By Kevin Flanagan
Head of Fixed Income Strategy
Follow Kevin Flanagan @KevinFlanaganWT
What happens when the Fed raises rates by 450 basis points (bps)? Ok, easy question, the answer: inverted yield curves. I’ve touched upon this topic in the past, but thought it would be a good idea to bring the reader up to date. Based upon arguably the two most closely watched yield curve gauges, the Treasury 3-Month/10-Year and Treasury 2-Year/10-Year spreads, the degree of inversion has now either set a record or is at its most negative differential in over 40 years.
So, why is this historical inversion of importance? In the past, as the graph clearly illustrates, when the two spreads have moved into negative territory, it was a precursor to a recession. While the time lapse between these yield curves going into the minus column and an economic contraction actually taking place varied, the end result was unmistakably the same: a recession.
U.S. Treasury Yield Curves
In prior blog posts on the topic at hand, I readily acknowledged the past relationship between inversions and recessions, but opined that, going forward, some nuances could render future predictability a little less straightforward. Specifically, the role of quantitative easing (QE) stood out front and center. In prior episodes, the Treasury (UST) market was not under the spell of the Fed’s QE program. The jury is still out on whether the yield curve inversions of 2019 would have led to a recession without the adverse impacts of the COVID-related lockdowns.
So, let’s focus on the current state of the yield curve. Getting back to the potential effects of QE on the curve, my argument centered along the lines that perhaps we would need to see a deeper and longer-lasting inverted situation than had been the case in the past. Even some Fed officials made a similar case. From a ‘length’ perspective, the inverted nature of the curves highlighted here are either at, or close to, what we have seen in the past. It’s the magnitude of the negative spreads that really stands out. To elaborate on the historical ground we are now in, the UST 3-Month/10-Year spread reached as wide as -132 bps in mid-January while the 2-Year/10-Year differential got to as high/low as -84 bps in December. Presently, both gauges are still at historically inverted readings of -105 bps and -77 bps, respectively. Just sticking with the 3-Month/10-Year curve for some perspective, the peak negative reading during the 2006/07 episode was -62 bps and for the 2000/01 period, the high watermark was -82 bps.

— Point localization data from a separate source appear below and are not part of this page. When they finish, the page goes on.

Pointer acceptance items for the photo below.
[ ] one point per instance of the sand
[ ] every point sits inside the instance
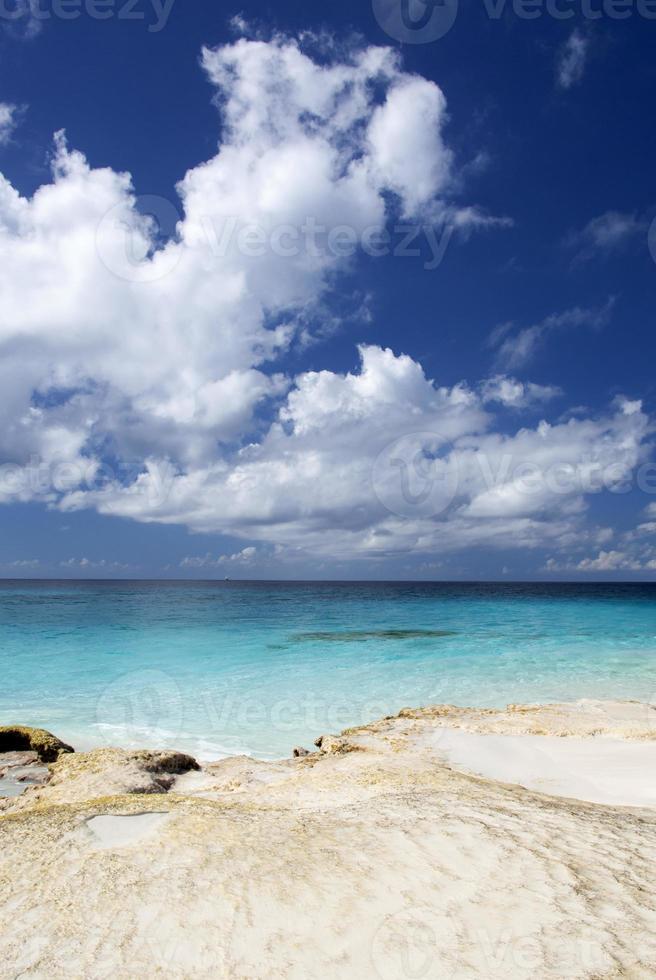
(402, 849)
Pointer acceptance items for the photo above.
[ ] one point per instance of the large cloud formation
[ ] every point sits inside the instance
(141, 376)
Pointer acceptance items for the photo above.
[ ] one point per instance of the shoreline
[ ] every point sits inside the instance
(376, 855)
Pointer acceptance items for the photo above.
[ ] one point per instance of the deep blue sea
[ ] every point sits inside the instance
(227, 667)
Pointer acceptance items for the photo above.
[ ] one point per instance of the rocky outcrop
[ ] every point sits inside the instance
(21, 738)
(109, 772)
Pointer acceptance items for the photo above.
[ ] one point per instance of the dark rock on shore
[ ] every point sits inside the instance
(21, 738)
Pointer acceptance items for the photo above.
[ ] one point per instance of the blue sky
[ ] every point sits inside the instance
(201, 410)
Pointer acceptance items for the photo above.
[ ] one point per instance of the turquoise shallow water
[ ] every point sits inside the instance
(216, 668)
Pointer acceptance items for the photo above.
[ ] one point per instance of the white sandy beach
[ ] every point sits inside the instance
(443, 842)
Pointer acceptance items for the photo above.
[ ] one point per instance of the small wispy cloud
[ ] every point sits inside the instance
(243, 557)
(515, 394)
(515, 348)
(608, 232)
(8, 119)
(571, 59)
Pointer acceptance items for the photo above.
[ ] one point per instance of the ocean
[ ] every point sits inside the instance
(218, 668)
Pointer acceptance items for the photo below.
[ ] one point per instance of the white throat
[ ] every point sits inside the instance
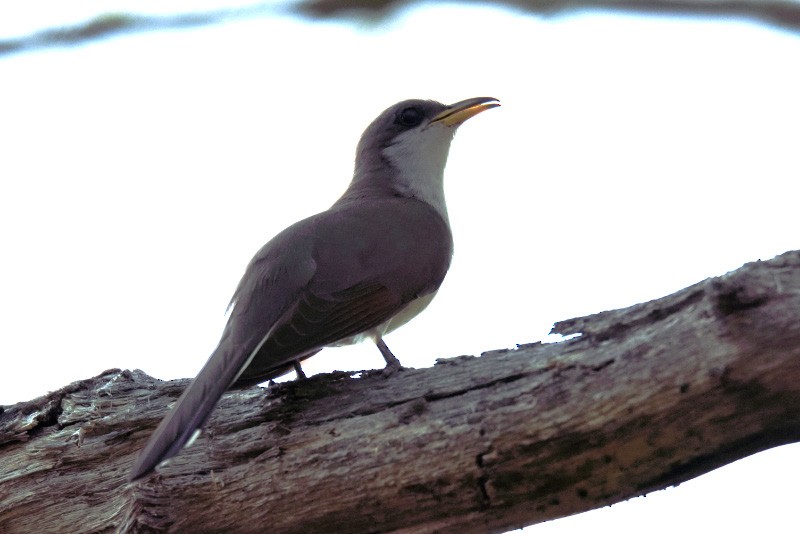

Now for the $64,000 question (not adjusted for inflation). Is a recession inevitable given the inverted nature of the UST yield curve? If history is any guide, one would come to the conclusion the U.S. economy is headed toward contractionary territory, it’s just a matter of when. Looking at economists’ estimates for Q1 real GDP, the recession may have to wait. In fact, the Atlanta Fed’s GDPNow forecast has the economy growing by 2.1% in Q1, as of this writing. The recent blockbuster jobs report has also created a narrative that perhaps the Fed can achieve the ever-elusive ‘soft landing.’ However, as I write this blog post, the consensus is still projecting negative GDP to show up in the second and third quarters of this year. Just another factor to keep volatility elevated for the money and bond markets!